FallbackProtectorMeta allows different instances shares attribute with the same name but not necessarily same value. This is typical when one want different formatters responding to different record keys, or different loggers can be manipulated in different modules without affecting each other.

MetricLogger

Attributes:

  • extra_key (fallbackable): Key to be injected into logging record.
  • metric_factory (fallbackable): Factory used when tracer created.
  • metric_attrs (fallbackable): Attributes this logger tracing.
  • tracer: Tracer to trace metrics.

Note:

  • Although metric_attrs is default as ("val",), nnlogging2 provides default metric class with the following attributes: median, mean, max, lastval, and val. For further extension, val is the only attribute you need to reimplement.
  • metric_attrs is encouraged to record necessary attributes cause the access implementation is currenly running in loops and the time cost will grow linearily.
  • tracer should be replaced manually, and the data recorded will not automatically preserved.

ContextedMetricLogger

ContextedMetricLogger is designed to inherit logging.LoggerAdapter since contexts are not necessary when tracing metrics and can be replaced by custom formatters.

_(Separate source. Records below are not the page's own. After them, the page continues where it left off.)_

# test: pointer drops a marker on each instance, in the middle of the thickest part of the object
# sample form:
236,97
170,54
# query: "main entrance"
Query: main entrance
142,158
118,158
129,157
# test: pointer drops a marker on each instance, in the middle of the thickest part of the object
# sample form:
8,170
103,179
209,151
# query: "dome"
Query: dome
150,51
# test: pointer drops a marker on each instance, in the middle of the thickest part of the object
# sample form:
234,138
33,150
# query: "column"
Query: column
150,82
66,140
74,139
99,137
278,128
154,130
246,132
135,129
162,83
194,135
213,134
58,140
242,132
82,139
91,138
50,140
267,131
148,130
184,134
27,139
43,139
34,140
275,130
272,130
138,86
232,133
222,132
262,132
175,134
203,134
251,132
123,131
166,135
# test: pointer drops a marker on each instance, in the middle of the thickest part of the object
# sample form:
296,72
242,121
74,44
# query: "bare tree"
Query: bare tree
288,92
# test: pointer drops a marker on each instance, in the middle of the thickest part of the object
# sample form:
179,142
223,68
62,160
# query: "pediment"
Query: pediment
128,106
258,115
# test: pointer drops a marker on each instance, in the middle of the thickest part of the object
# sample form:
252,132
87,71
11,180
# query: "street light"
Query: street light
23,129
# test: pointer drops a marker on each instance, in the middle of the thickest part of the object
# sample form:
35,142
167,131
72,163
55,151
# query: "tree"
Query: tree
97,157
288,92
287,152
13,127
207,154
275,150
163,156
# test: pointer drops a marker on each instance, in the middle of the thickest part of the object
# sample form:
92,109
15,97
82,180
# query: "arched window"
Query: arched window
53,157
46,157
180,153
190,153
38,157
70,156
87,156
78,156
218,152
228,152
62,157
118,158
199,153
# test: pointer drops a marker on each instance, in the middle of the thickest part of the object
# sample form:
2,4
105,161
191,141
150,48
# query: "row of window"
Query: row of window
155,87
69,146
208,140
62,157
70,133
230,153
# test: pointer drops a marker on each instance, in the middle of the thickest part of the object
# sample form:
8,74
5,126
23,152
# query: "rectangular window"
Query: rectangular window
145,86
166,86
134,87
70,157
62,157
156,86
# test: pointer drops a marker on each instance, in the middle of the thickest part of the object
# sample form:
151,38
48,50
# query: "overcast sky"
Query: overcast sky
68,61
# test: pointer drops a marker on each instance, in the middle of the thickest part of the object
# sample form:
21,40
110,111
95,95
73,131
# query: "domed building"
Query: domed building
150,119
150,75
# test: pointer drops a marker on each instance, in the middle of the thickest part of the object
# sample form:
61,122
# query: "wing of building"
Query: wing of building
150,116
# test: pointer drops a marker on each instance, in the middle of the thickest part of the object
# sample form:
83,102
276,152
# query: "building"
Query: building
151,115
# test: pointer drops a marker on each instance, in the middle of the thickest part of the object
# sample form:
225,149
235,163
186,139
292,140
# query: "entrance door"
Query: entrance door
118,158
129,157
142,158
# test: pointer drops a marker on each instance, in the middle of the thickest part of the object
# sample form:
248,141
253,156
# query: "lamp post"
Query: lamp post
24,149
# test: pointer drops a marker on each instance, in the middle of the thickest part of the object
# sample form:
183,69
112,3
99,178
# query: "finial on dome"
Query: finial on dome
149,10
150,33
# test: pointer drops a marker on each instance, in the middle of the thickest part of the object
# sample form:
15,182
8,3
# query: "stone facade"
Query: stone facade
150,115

Despite many reasons, we still provide this class to make open-box usage happy.

Attributes:

  • extra_key (fallbackable): Key to be injected into logging record.
  • context: the contexts to be injected into logging record.
  • cover: whether to cover contexts existed or not.

AttyStreamHandler

Because ANSI escaped code print nothing but hold length size when formatting, please increase 9 character length, e.g. '%(levelname)-8s' -> '%(levelname)-17s', when you know ANSI escaped codes will work.

Attributes:

  • colored_level: Whether to show a colored level or not.

ContextedMetricFormatter

This formatter extracts context and metric data from the LogRecord, formats them according to the specified format strings, and temporarily injects them into the record (default as context_ext and metrics_ext attributes) so they can be used in the main log message format string.

Attributes:

  • context_fmtstr (fallbackable): Context formatting string.
  • context_delim (fallbackable): Context delimiter.
  • context_key (fallbackable): Formatted context string entry.
  • metrics_fmtstr (fallbackable): Metrics formatting string.
  • metrics_delim (fallbackable): Metrics delimiter.
  • metrics_key (fallbackable): Formatted metrics string entry.

Preview Script

from nnlogging2 import get_metric_logger, ContextedMetricFormatter, AttyStreamHandler
from nnlogging2 import helpers as hp
# 1. Initialize the promoted logger
logger = get_metric_logger("train")
logger.metric_attrs = ("lastval", "mean", "median")
logger.setLevel(hp.level_to_int("INFO"))
# 2. Setup formatting for context and metrics
# Inject "%(context_ext)s" and "%(metrics_ext)s" to formatter
# (8 showing characters, 9 ANSI escaped codes)
formatter = ContextedMetricFormatter(
 fmt="%(levelname)-17s%(context_ext)s%(message)s%(metrics_ext)s"
)
handler = AttyStreamHandler()
handler.setFormatter(formatter)
logger.addHandler(handler)
# 3. Attach context to logger (optional)
ctx_logger = logger.contexted({"epoch": "E1/1"})
# 4. Standard logging
ctx_logger.debug("debug ...")
ctx_logger.info("info ...")
ctx_logger.warning("warning ...")
ctx_logger.error("error ...")
ctx_logger.critical("critical ...")
# 5. Update & Logging
for i in range(3):
 # Update numerical values (automatically tracked in a moving window)
 ctx_logger.update(loss=0.5 / (i + 1), accuracy=0.8 + (i * 0.05))
 ctx_logger.log_metric(
 hp.level_to_int("INFO"),
 metrics=[
 ("loss", "[%(metricname)s: %(lastval).2f (%(mean).2f)]"),
 ("accuracy", "[%(metricname)s: %(median).2f]"),
 ],
 )

Preview

assets/preview.png


License

This project is licensed under the MIT License LICENSE.